O, the luxury!

No sooner fixed than in the field! This combo of little riding mower and old snowmobile trailer is possibly my favorite tiny farming tool, a decadent* alternative to walking up and down the garden plot.

Around here, you can walk miles in a day, especially if you forget things and have to go back—although, walking around, taking different routes each time to check stuff out, is one of the big pleasures, too… What a simple life. :)

Anyhow, after trying a couple of different garden utility belts, overalls with 50 pockets, and a pull-along garden cart, nothing has come close to being able to toss all the stuff you need onto the trailer and go.

I use it whenever there’s too much to carry. Here, I’ve just finished the second seeding of mesclun and spinach, four beds each (on the trailer: Earthway seeders with plates in the coffee can, my most used rake, measuring tape and stakes for marking new beds, a pail for rocks, and seed in the green trug; the empty trays just happen to be there).

Up until I took this pic, it was a gloriously sunny day, after three days or so of cloud and drizzle (which added up to 20cm of rain). Little luxuries.

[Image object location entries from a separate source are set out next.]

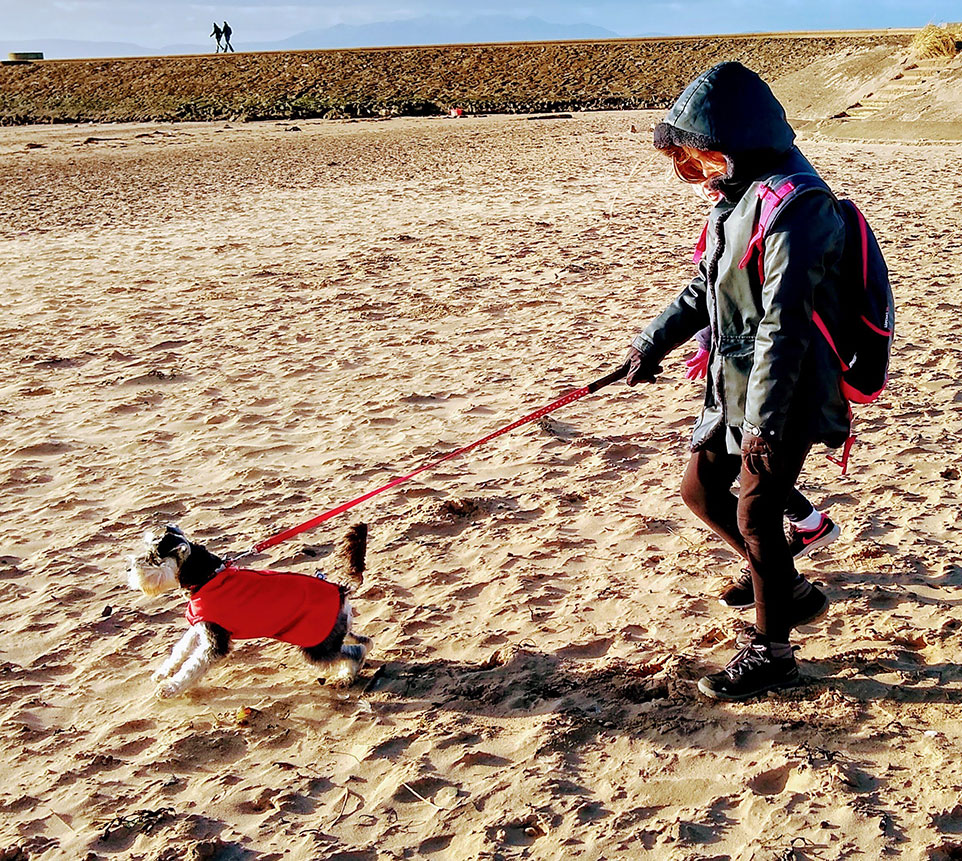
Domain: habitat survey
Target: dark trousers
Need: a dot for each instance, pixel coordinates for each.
(752, 522)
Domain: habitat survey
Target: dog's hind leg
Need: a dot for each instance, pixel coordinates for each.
(344, 667)
(212, 646)
(177, 656)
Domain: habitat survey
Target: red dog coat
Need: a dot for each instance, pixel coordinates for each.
(294, 608)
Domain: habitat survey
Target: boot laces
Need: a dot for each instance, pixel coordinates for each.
(752, 654)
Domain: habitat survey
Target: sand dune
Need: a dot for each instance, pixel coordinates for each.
(234, 328)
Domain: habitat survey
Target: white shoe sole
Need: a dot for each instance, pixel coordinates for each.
(825, 540)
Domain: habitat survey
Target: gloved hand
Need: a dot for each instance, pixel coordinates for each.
(697, 365)
(640, 368)
(757, 454)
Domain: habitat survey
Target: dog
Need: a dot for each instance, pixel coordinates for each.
(230, 603)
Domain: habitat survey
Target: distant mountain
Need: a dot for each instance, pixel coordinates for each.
(67, 49)
(427, 30)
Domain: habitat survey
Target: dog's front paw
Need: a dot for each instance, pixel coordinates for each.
(342, 679)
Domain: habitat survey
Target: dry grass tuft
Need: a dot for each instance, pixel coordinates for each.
(933, 41)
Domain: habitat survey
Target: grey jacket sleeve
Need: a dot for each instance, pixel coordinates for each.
(678, 322)
(805, 242)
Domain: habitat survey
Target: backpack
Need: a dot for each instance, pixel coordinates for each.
(863, 344)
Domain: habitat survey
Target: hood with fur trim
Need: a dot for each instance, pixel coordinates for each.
(731, 110)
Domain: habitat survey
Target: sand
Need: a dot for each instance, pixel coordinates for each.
(234, 328)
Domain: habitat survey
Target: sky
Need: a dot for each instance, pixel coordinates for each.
(156, 23)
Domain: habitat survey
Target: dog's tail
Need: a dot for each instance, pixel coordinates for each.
(351, 555)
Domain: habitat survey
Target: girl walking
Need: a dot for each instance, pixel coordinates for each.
(772, 381)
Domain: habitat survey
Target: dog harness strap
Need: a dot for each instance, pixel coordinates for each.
(537, 414)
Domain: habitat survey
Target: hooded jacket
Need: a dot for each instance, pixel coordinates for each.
(770, 371)
(293, 608)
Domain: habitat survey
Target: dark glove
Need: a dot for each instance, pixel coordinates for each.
(757, 454)
(640, 368)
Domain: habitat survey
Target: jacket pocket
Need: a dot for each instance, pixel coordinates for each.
(737, 358)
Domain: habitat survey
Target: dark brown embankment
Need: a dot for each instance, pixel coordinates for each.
(518, 77)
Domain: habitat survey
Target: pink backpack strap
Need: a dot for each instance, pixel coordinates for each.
(770, 201)
(701, 245)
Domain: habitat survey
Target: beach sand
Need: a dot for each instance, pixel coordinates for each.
(234, 328)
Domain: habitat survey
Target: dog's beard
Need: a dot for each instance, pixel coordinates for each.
(152, 579)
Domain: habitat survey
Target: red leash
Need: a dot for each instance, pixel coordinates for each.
(537, 414)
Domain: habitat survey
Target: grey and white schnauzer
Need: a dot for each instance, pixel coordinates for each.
(227, 603)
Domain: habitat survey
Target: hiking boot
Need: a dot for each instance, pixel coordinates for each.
(754, 670)
(803, 541)
(809, 603)
(741, 594)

*The mower is actually pretty energy efficient: it uses maybe 30 gallons (114 l) of gas in an entire season, and that includes mowing paths and hauling harvests.

Fixed it

The riding mower finally got a new transmission belt, putting it back in commission. It had been sorely missed all spring. This little workhorse, designed to sedately trim suburban lawns, has over the last three years done some serious small-farming duty. It’s used to mow the garden paths, chop up big crop residue like corn, and haul everything around the field: gear, compost, rocks, building materials, harvest bins and baskets. Elsewhere, more gray drizzle and lots of potting up and moving seedlings to the greenhouse. The rain’s been great. Sun, please.

To the greenhouse

Tomato, eggplant and pepper seedlings heading out from the Milkhouse (seedling room) to the unheated hoophouse for some real sunlight and a taste of the harsher field conditions, before transplant time in a couple of weeks. The small riding mower does double duty, mowing the paths and ferrying around seedlings, tools, harvests.